- Flag of the Chin National Army
- Leaders: Brigadier Ngun Hlei Thang, Chief of Staff Colonel Pan Tui, Vice Chief of Staff
- Dates active: 14 November 1988 – present
- Headquarters: Camp Victoria
- Active regions: Chinland, Kachin, Kalay, Kabaw and Gangaw^{[citation needed]}
- Ideology: Chin nationalism Federalism
- Size: 8,000+ (2024) 10,000+ (Auxiliaries)
- Part of: Chin National Front
- Wars: the Internal conflict in Myanmar

= Chin National Army =

Ethnic armed organization in Myanmar

The Chin National Army (ချင်းအမျိုးသားတပ်မတော်; abbreviated CNA) is a Chin ethnic armed organisation in Myanmar (Burma).
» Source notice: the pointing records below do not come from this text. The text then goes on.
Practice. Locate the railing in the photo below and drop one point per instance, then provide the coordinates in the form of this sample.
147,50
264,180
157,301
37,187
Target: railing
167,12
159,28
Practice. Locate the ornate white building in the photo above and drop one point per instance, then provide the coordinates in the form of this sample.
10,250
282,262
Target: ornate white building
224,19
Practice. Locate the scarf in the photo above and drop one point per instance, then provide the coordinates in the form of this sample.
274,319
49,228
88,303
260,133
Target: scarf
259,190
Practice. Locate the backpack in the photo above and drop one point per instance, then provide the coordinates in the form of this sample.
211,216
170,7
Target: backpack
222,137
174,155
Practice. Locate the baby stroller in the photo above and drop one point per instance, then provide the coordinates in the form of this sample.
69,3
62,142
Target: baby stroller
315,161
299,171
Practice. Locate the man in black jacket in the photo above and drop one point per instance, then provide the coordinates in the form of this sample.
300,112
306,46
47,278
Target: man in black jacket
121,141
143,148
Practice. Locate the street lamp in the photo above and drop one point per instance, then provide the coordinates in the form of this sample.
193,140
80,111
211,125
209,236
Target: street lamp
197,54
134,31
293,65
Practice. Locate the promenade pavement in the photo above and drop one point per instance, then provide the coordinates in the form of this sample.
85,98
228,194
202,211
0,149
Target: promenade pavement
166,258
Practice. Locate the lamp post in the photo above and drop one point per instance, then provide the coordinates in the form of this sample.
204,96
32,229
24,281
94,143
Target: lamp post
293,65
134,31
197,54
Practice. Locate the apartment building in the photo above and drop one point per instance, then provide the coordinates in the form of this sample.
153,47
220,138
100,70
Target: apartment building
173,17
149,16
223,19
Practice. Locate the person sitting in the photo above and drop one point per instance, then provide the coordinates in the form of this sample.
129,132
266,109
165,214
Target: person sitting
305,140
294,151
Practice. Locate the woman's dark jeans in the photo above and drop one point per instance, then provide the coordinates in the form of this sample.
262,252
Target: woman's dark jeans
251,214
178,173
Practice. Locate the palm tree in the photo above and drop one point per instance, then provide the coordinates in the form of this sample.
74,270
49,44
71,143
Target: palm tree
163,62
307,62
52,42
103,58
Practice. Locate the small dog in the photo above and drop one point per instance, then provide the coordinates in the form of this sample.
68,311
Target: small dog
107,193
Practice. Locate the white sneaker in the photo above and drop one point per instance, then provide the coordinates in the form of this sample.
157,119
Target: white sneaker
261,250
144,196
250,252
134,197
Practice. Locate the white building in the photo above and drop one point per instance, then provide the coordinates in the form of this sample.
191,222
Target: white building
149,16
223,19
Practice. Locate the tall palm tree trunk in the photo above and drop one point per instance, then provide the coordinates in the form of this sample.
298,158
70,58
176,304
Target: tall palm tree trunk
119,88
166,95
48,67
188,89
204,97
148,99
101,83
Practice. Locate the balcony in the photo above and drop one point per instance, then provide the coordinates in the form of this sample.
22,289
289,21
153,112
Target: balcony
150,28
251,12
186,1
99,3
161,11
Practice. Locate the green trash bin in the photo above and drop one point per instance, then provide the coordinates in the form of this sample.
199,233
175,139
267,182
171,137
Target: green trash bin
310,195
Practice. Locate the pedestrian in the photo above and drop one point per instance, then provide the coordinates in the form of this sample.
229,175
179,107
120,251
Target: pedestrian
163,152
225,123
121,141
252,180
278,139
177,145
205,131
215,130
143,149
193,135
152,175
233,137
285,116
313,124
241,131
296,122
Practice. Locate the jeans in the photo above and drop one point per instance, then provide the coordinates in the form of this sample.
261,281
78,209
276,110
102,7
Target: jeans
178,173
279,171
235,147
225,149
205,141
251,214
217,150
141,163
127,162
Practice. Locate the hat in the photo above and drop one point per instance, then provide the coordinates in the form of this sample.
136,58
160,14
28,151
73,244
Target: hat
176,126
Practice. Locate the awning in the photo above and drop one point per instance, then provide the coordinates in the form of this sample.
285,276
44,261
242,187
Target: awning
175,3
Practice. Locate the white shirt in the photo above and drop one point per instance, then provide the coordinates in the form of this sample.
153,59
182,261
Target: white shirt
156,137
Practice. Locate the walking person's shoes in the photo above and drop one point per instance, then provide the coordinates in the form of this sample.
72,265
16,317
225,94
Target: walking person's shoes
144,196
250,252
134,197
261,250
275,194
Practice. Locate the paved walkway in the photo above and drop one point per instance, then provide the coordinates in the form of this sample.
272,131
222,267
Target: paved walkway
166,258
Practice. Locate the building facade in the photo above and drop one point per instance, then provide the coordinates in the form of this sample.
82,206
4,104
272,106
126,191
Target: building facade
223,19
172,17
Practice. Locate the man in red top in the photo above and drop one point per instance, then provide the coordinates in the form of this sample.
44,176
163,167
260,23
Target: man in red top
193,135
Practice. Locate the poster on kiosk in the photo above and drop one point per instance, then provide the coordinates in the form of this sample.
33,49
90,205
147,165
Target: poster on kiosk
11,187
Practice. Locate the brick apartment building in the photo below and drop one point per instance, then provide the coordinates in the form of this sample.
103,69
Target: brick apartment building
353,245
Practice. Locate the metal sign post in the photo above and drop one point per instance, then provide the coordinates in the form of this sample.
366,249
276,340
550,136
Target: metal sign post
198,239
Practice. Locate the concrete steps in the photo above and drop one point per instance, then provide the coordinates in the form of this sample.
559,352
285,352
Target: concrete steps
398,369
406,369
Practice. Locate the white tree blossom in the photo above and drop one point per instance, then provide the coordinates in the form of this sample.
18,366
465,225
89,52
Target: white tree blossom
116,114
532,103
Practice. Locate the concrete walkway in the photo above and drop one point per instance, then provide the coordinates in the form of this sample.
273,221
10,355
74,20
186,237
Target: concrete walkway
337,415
It is the armed wing of the Chin National Front (CNF), and was founded on 20 March 1988 alongside it. The CNA signed a ceasefire agreement with the government of Myanmar on 6 January 2012.

The CNA is a member of the United Nationalities Federal Council, a coalition of opposition groups whose goal is to establish a federal system in Myanmar, or achieve levels of autonomy and peace amongst the various ethnic minorities in the country.

==History==
===Activities before 2021===
On 14 November 1988, the Chin National Front formed the Chin National Army, its political wing, by Chin students fleeing persecution after 8888 Uprising. India's Research and Analysis Wing provided them with assistance in acquiring weaponry. They established a base in Mizoram, which they maintained until 2005.